Sono apparsi vini bianchi che hanno una grande capacità di sopportare bene il tempo, ma soprattutto è cresciuta una folta schiera di vignaioli che ha voluto produrre dei vini bianchi che sapessero migliorare, progredire con l’andare del tempo; non più semplicemente sopportare il tempo, bensì trasformarlo in elemento di crescita, di sviluppo, di progresso delle loro caratteristiche organolettiche.

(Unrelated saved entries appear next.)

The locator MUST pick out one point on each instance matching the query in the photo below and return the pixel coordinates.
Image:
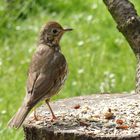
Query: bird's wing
(42, 82)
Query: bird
(47, 72)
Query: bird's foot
(54, 118)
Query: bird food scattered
(93, 117)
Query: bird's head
(52, 33)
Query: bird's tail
(17, 120)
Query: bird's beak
(67, 29)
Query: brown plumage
(47, 72)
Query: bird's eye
(54, 31)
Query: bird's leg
(53, 116)
(35, 116)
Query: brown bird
(47, 72)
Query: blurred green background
(99, 58)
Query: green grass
(99, 58)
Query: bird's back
(47, 73)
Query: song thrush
(47, 72)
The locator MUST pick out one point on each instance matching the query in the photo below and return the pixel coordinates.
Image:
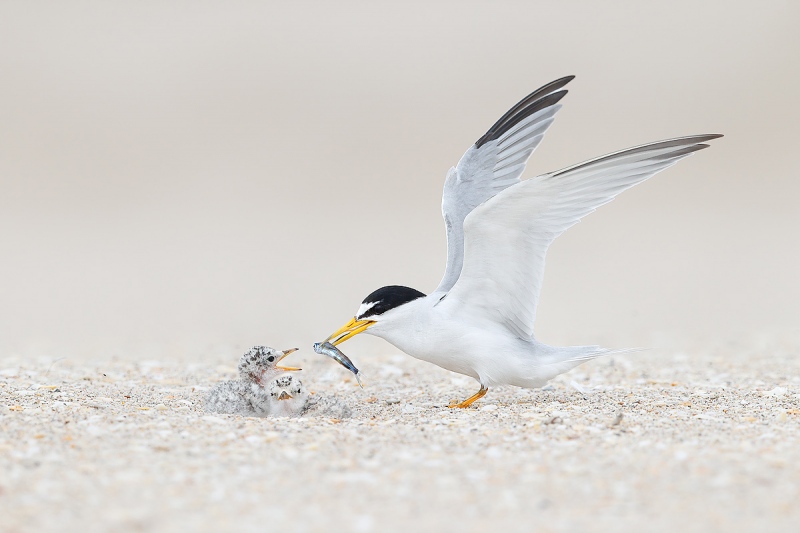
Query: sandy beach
(658, 442)
(180, 181)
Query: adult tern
(479, 320)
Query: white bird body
(480, 320)
(444, 333)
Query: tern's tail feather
(565, 359)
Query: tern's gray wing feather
(492, 164)
(507, 237)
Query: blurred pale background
(178, 178)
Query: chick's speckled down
(248, 396)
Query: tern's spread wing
(507, 237)
(494, 163)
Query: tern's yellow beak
(351, 329)
(282, 357)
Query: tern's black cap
(387, 298)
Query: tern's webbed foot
(469, 401)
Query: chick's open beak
(285, 396)
(281, 358)
(351, 329)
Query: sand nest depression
(653, 441)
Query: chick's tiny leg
(469, 401)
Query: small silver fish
(326, 348)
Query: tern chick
(286, 396)
(247, 396)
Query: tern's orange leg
(469, 401)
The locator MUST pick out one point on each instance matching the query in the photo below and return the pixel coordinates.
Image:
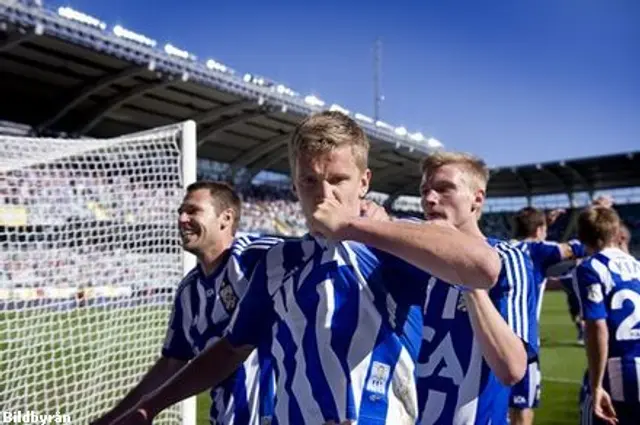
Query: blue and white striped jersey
(544, 254)
(202, 311)
(608, 284)
(346, 322)
(455, 384)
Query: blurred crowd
(64, 197)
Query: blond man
(346, 318)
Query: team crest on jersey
(594, 293)
(377, 382)
(228, 296)
(266, 420)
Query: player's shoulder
(188, 280)
(517, 263)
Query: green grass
(563, 363)
(44, 355)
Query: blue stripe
(265, 389)
(308, 302)
(289, 363)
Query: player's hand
(331, 218)
(373, 211)
(603, 407)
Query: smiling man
(205, 300)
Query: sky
(515, 82)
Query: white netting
(89, 264)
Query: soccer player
(346, 318)
(608, 283)
(623, 241)
(530, 232)
(475, 342)
(205, 300)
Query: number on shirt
(626, 329)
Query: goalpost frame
(189, 145)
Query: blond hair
(325, 131)
(474, 167)
(598, 227)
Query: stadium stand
(76, 76)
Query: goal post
(90, 261)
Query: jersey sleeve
(590, 292)
(517, 297)
(254, 317)
(176, 345)
(546, 254)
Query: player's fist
(373, 211)
(105, 419)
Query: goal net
(90, 262)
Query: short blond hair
(325, 131)
(598, 227)
(473, 166)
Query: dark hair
(527, 221)
(224, 197)
(325, 131)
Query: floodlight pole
(377, 60)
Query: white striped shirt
(455, 383)
(346, 321)
(201, 313)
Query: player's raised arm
(441, 250)
(159, 373)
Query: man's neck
(210, 260)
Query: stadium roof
(69, 72)
(570, 176)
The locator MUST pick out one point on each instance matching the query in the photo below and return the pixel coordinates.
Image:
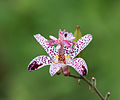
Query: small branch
(90, 84)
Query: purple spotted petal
(80, 45)
(55, 67)
(51, 50)
(39, 62)
(79, 65)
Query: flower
(61, 57)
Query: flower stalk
(91, 85)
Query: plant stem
(90, 84)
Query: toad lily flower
(62, 56)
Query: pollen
(56, 59)
(67, 58)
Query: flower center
(67, 58)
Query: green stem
(89, 83)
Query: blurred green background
(21, 19)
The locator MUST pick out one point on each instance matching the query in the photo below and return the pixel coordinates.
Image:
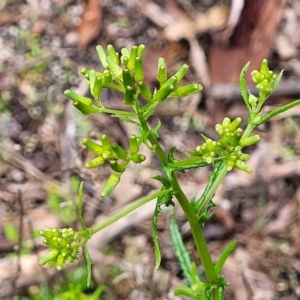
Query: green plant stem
(218, 180)
(128, 210)
(190, 214)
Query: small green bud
(145, 91)
(85, 72)
(102, 56)
(119, 168)
(127, 78)
(162, 71)
(111, 183)
(129, 97)
(107, 78)
(253, 101)
(181, 72)
(138, 158)
(226, 122)
(124, 60)
(113, 54)
(96, 162)
(133, 145)
(125, 52)
(141, 49)
(106, 143)
(230, 165)
(95, 84)
(251, 140)
(139, 69)
(163, 93)
(119, 151)
(60, 262)
(187, 90)
(97, 149)
(132, 56)
(171, 81)
(114, 67)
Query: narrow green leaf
(113, 54)
(139, 70)
(156, 130)
(80, 206)
(102, 56)
(198, 203)
(243, 85)
(132, 56)
(155, 236)
(88, 263)
(180, 251)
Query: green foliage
(124, 72)
(11, 232)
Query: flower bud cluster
(264, 78)
(64, 244)
(228, 146)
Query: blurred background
(43, 46)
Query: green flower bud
(124, 60)
(181, 72)
(129, 97)
(162, 71)
(132, 56)
(242, 166)
(119, 168)
(106, 144)
(85, 72)
(51, 263)
(95, 84)
(97, 149)
(113, 54)
(96, 162)
(141, 49)
(127, 78)
(84, 104)
(114, 67)
(107, 78)
(230, 165)
(226, 122)
(251, 140)
(139, 69)
(52, 254)
(187, 90)
(163, 93)
(102, 56)
(234, 124)
(112, 182)
(138, 158)
(125, 53)
(60, 262)
(253, 101)
(145, 91)
(133, 145)
(119, 151)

Al contrario, invece, sembra che il pubblico dei consumatori, ma anche di parte degli operatori, sia rimasto fermo agli anni Settanta e continui a preferire vini bianchi giovani e freschi, certamente gradevoli, ma spesso solo in grado di mostrare caratteri fermentativi semplici e di limitata espressività; cioè, non si ha la voglia, la cultura, la sensibilità e la curiosità di voler attendere che questi aromi si trasformino in aromi terziari, più ricchi, maturi, evoluti, capaci di darci profumi e sapori nuovi, inaspettati e certamente più affascinanti e seducenti.

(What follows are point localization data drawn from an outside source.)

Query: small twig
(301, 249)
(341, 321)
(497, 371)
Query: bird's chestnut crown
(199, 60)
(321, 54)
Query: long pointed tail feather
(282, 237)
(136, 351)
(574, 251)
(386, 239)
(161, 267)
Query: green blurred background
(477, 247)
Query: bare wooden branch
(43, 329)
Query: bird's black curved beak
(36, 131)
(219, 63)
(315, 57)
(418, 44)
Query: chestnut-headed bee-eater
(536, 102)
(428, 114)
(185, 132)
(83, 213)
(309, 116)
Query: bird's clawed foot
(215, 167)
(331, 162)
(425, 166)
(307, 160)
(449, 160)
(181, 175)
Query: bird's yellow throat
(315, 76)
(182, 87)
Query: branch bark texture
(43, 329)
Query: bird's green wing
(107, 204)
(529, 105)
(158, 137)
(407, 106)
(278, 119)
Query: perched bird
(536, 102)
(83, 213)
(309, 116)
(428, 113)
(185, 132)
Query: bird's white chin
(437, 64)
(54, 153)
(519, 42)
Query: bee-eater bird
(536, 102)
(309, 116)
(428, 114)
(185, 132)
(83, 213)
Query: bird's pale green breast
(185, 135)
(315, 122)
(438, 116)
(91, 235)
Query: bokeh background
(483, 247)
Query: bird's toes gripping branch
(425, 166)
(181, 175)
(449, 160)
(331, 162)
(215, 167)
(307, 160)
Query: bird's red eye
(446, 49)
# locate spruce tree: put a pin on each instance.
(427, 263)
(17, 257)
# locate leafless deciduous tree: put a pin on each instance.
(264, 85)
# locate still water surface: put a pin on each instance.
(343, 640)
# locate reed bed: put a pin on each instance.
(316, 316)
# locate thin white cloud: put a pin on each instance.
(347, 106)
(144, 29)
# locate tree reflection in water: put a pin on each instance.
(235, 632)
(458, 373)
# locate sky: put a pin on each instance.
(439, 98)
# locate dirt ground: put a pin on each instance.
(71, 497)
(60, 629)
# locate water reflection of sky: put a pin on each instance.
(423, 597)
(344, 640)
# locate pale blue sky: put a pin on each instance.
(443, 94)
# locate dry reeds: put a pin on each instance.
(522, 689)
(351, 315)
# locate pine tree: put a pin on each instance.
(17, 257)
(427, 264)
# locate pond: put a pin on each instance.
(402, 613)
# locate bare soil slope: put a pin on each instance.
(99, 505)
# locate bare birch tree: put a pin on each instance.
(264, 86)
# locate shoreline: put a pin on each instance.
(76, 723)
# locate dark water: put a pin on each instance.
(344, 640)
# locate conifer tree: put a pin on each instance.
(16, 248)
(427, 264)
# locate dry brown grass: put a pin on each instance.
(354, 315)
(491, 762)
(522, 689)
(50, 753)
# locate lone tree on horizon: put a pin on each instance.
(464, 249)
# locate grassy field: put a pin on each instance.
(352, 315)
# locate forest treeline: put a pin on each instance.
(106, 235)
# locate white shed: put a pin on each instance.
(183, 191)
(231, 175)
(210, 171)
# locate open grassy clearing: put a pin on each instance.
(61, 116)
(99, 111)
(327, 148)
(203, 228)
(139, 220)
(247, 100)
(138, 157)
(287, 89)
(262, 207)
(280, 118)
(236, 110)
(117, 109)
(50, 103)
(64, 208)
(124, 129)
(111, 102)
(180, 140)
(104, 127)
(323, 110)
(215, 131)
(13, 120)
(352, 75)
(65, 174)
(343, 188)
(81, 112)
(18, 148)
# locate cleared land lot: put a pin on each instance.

Ho aperto una bottiglia di Alto Adige Sauvignon Voglar 2007 di Peter Dipoli, un originalissimo e coltissimo vignaiolo altoatesino, che ha cantina in quel di Egna (Neumarkt in lingua tedesca). Sono letteralmente stato investito da una coltre di profumi di inaspettata intensità, ampiezza e finezza. Il Sauvignon ha perso le sue più tipiche note un poco pungenti di fiori di sambuco, di foglia di pomodoro ed ha sviluppato un più confortevole aroma di rosa selvatica, il frutto si è fatto più esotico con gli aromi del frutto della passione, la pungenza del peperone ha lasciato spazio a note di salvia ed erbe aromatiche ed ha fatto capolino un tocco minerale con impressioni di idrocarburi. Anche al gusto prevalgono ormai i sapori più maturi e placidi, ma sempre stimolati da una freschissima acidità che si è fatta meno amara e più agrumata per un finale di superba eleganza e continuità.